Lazare looks at his bare shoulder, the way his collarbone pokes through the transparent, veiny, hollow skin. The prince is almost glowing in the dark, he is cold, most resembling alabaster in his lifelessness. Lazare wants to think him unappealing. But like a sculpture, the alabaster might shape a homely face, and be considered stunning. Lazare scolds himself for considering the decline of the prince anything close to artful. Lazare reminds himself, he should not be swayed again. He has grown, he has this under control. All this time, he has learned all the prince's cheap tricks. 

His perfume changes the atmosphere in the room. When his hand slides down to the belt around his dressing gown, his fingers fiddling with the knot, Lazare darts up, grabbing his wrist. He tries to lead the prince towards the door, shoving him outside and getting rid of the danger. 

“Leave,” he asks. “It is late.”

Charles looks down at the hand squeezing at his wrist. His stature is small, and his cheeks are glowing slightly pink from the offence he has just taken.
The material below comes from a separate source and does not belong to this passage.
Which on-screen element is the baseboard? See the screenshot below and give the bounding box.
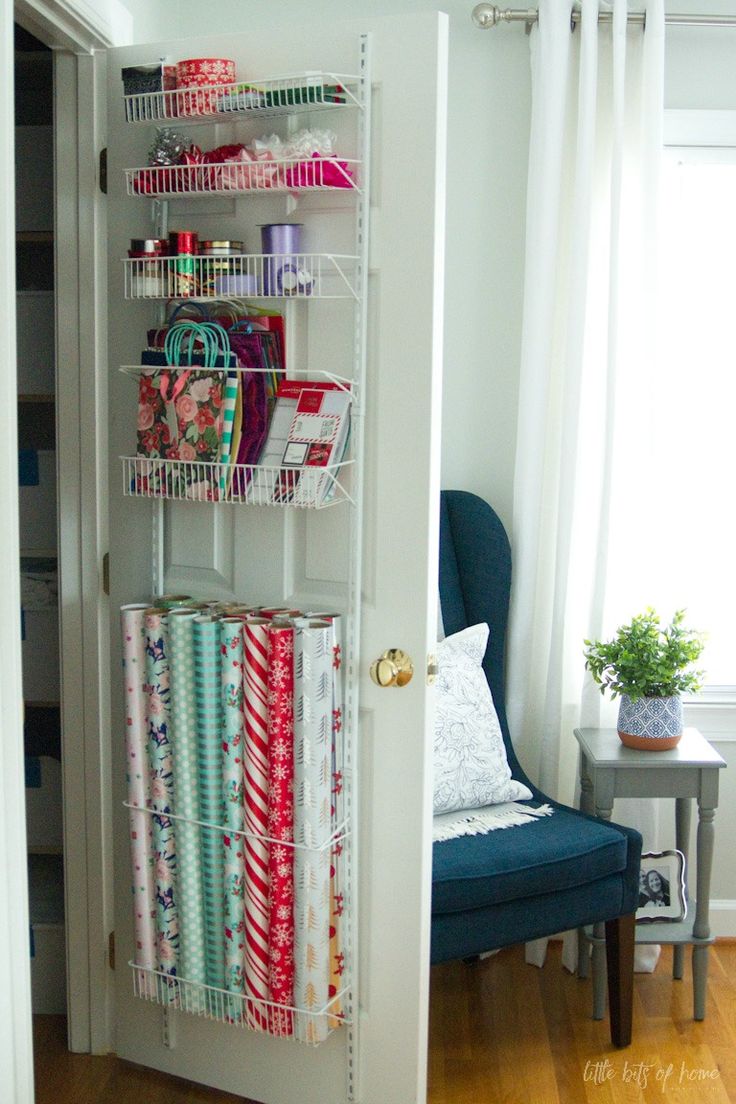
[711,900,736,940]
Suddenly, his expression changes, and from the endearing, sweet prince, who means no threat and comes to negotiate peace he turns into a slimy, dark snake again, spitting venom.

“So you do not wish to listen to what I have to say? Who do you think I am? You do not give commands to me. Unhand me immediately, or I will scream,” he hisses. Lazare does nothing. “Unhand me. Otherwise... We are alone in your room, with my clothes half off, your bed messy and undone. People will know what happened. I won't even have to say a word, this time.”

“I only arrived home.”

“And then you lured me into your room with the promise of reconciliation… And I am so foolish. So trusting. Look at me now. My dressing gown torn, my dignity hurt: you tricked me again. Will I ever learn?" His eyes are full of ugly, hateful determination. Nothing has changed. "Test me. If you do not unhand me, I will scream, and ruin your reputation.”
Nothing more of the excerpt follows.